Johanson
inquired with a shudder.
"There must be," Olga declared with a suggestion of awe in her voice.
"If it isn't a ghost--and I don't believe in such things--it must be
somebody escaped from a lunatic asylum."
"I saw something mysterious moving through the woods near our cottage
one night," Addie Graham interposed at this point. "Nobody else in the
family would believe me when I told them about it. It looked like a man
in a long white robe and long hair and a long white beard. It was
moonlight and I was looking out of my bedroom window. Suddenly this
strange being appeared near the edge of the timber. He was looking
toward the house, and I suppose he saw me, for he picked up a stone and
threw it at the window where I stood.

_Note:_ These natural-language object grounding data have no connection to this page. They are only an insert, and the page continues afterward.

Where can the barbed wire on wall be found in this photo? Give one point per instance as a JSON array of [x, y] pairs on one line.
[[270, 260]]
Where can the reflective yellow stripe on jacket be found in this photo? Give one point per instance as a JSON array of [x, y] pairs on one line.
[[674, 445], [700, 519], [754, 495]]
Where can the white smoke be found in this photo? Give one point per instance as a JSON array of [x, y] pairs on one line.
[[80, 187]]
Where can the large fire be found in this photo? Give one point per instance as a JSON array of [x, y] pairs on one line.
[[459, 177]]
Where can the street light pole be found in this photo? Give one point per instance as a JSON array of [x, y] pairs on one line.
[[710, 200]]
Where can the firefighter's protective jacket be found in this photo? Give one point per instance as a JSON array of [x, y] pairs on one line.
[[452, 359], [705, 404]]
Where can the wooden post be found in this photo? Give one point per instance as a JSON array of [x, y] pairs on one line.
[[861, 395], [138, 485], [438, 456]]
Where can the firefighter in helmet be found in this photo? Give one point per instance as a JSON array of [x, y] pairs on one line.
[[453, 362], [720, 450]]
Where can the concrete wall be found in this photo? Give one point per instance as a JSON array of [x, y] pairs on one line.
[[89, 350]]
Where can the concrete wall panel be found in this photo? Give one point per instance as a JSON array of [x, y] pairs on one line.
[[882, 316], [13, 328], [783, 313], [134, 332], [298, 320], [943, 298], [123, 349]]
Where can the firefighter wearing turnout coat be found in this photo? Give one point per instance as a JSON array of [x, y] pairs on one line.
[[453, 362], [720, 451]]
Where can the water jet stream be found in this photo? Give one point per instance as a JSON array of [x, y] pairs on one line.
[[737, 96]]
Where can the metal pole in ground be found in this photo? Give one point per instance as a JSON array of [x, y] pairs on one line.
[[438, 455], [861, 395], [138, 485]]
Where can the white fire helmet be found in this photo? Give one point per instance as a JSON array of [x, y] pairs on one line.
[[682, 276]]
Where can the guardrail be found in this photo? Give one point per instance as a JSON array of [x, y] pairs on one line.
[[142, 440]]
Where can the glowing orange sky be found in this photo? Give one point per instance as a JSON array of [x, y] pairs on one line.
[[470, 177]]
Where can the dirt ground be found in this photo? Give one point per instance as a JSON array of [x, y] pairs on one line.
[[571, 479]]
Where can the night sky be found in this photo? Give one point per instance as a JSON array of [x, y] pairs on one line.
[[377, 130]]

It fell a few feet short of its
mark, and then the ghost or the insane man--call him what you
please--turned and ran away."
"My sister told us about that next morning, and we all laughed at her,"
said Olga, continuing the account. "I told her to go out and find the
stone, and she went out and picked one up just about where she said the
stone that was thrown at her fell."
"Were there any other stones near there?" Marion Stanlock inquired.
"We looked around specially to find out if there were any others near,
but didn't find any," Olga answered. "Addie--that's my sister--had the
laugh on us all after that."
"Do you live in the cottage over there?" Ethel Zimmerman inquired,
pointing toward Graham summer residence.
"Yes," Addie replied. "Our name is Graham. We were very much interested
when we learned that a company of Camp Fire Girls were camping near us."
"Don't you girls camp out any?" Katherine asked with the view of
possibly bringing out an explanation of the Graham girls' attire, which
seemed suited more for promenading along a metropolitan boulevard than
for any other purpose.
"Oh, dear no," Olga answered somewhat deprecatingly. "We'd like to well
enough, you know, but we're in society so much that we just don't have
time."
Katherine wanted to ask the Graham girls if they were going to a stylish
reception before breakfast, but restrained the impulse.
Both Katherine and Hazel recognized Addie as the girl whom, on their
first trip to Stony Point, they had seen handle roughly the little boy
they believed to be Glen Irving, the grandnephew of Mrs. Hutchins' late
husband in whose interests they made the present trip of inspection.